As the developers believed that the jump from version 3 to the current version was so substantial that, as an inside joke, they skipped 4.0 altogether.

==Korsakow-Films==

===SNUs===
Though it may be used as such, the Korsakow System was not intended as a choose your own adventure builder. Instead, the intention of the software is to create narratives based on dynamic relationships between very short video clips, rather than on predetermined paths. In order to achieve this, each Korsakow-film is composed of multiple SNUs or smallest narrative units.

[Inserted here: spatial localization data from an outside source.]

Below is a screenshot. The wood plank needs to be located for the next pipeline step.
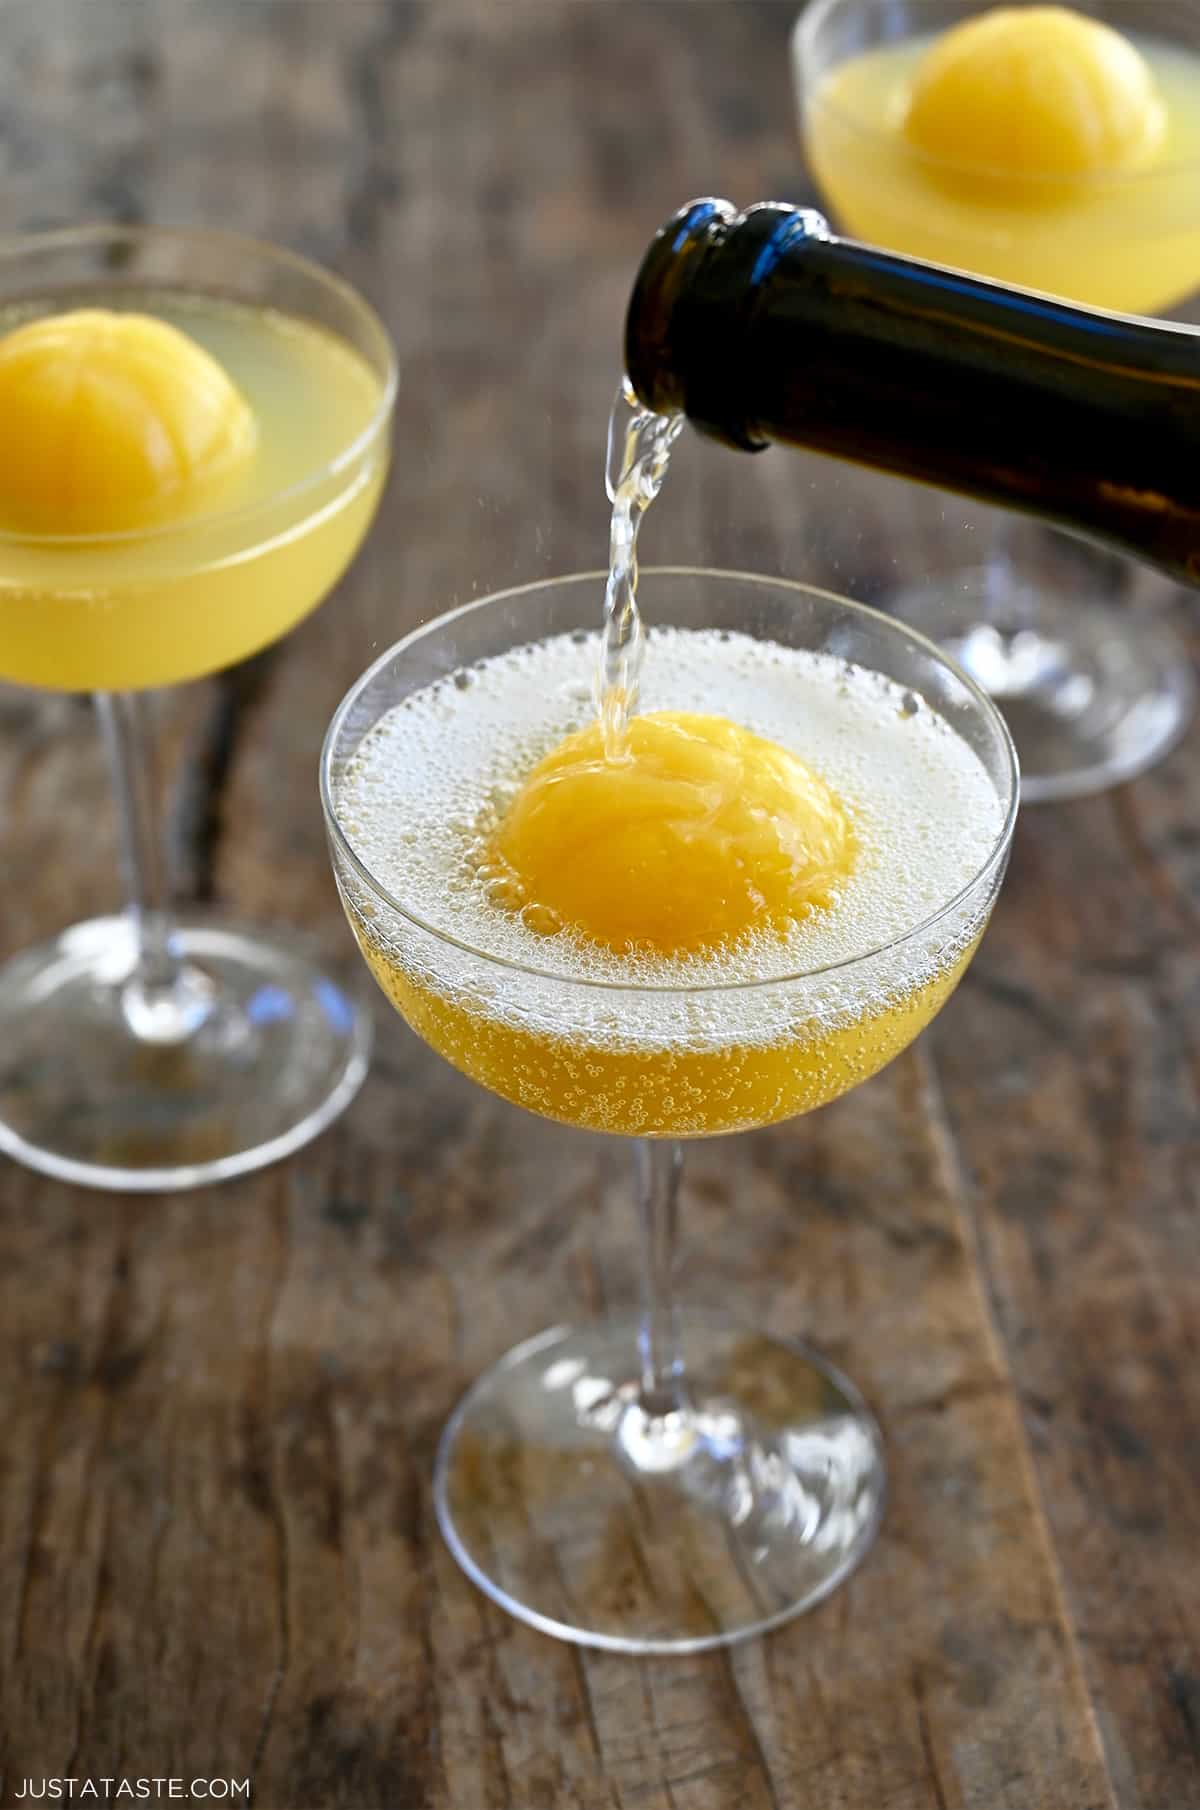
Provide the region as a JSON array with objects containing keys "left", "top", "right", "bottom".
[{"left": 930, "top": 721, "right": 1200, "bottom": 1810}]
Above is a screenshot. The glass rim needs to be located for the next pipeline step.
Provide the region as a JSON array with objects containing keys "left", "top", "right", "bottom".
[
  {"left": 319, "top": 566, "right": 1020, "bottom": 997},
  {"left": 0, "top": 221, "right": 398, "bottom": 550},
  {"left": 792, "top": 0, "right": 1200, "bottom": 189}
]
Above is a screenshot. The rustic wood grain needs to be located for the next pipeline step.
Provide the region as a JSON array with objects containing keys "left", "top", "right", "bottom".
[{"left": 0, "top": 3, "right": 1195, "bottom": 1807}]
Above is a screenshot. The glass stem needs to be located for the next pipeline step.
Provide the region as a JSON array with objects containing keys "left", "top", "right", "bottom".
[
  {"left": 634, "top": 1137, "right": 686, "bottom": 1415},
  {"left": 96, "top": 691, "right": 213, "bottom": 1043}
]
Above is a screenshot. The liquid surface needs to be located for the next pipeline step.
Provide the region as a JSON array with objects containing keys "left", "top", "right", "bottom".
[
  {"left": 0, "top": 289, "right": 385, "bottom": 690},
  {"left": 335, "top": 628, "right": 1004, "bottom": 1135},
  {"left": 803, "top": 30, "right": 1200, "bottom": 311}
]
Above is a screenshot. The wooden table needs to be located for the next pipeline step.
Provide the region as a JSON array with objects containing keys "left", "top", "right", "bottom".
[{"left": 1, "top": 4, "right": 1197, "bottom": 1805}]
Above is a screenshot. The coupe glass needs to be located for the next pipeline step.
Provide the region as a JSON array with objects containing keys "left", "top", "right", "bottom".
[
  {"left": 794, "top": 0, "right": 1199, "bottom": 801},
  {"left": 321, "top": 569, "right": 1018, "bottom": 1652},
  {"left": 0, "top": 226, "right": 396, "bottom": 1190}
]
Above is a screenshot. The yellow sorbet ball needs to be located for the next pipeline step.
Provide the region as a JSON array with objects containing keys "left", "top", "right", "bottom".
[
  {"left": 485, "top": 711, "right": 856, "bottom": 957},
  {"left": 904, "top": 6, "right": 1166, "bottom": 181},
  {"left": 0, "top": 308, "right": 256, "bottom": 535}
]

These are usually short video clips ranging from 20 seconds to a few minutes in duration and are the building blocks of each Korsakow-film.

Users of the Korsakow software "SNUify" their media by adding rules guiding the relationship between each SNU. Each SNU can be assigned "in" and "out" tags. Whenever a clip begins, the database will be queried for other SNUs whose "in" tags match the "out" tags of the current video. Any matches will be displayed as related options for viewing. Queries can be cued at specific points during the current SNU.

As part of a non-linear narrative, each SNU may be reused within the narrative. SNUs may be assigned a number of "lives" or times they are allowed to appear within the narrative.

The term "SNU" (smallest narrative unit) was coined by experimental filmmaker Prof. Heinz Emigholz at a lecture at the University of the Arts in Berlin on February 6, 2002. The lecture was later published in his book "Das schwarze Schamquadrat" ISBN 3-927795-09-7.

===Compatibility===
The following file formats can be accepted by the software:
- Video files: .mp4 (codec: H.264)
- Previews: .jpg, .gif, .png, .mov (H.264)
- Startscreen: .jpg, .png, .gif
- Audio files: .wav, .mp3
- Subtitles: .srt

===Interface===
Films output on Korsakow version 3 or earlier could only be viewed online in a single generic interface. This layout involved a single primary frame, in which the selected clips would play, and up to three preview frames of other related clips. While this remained the default layout in version 5.0, filmmakers now have the option of creating different interfaces for each SNU.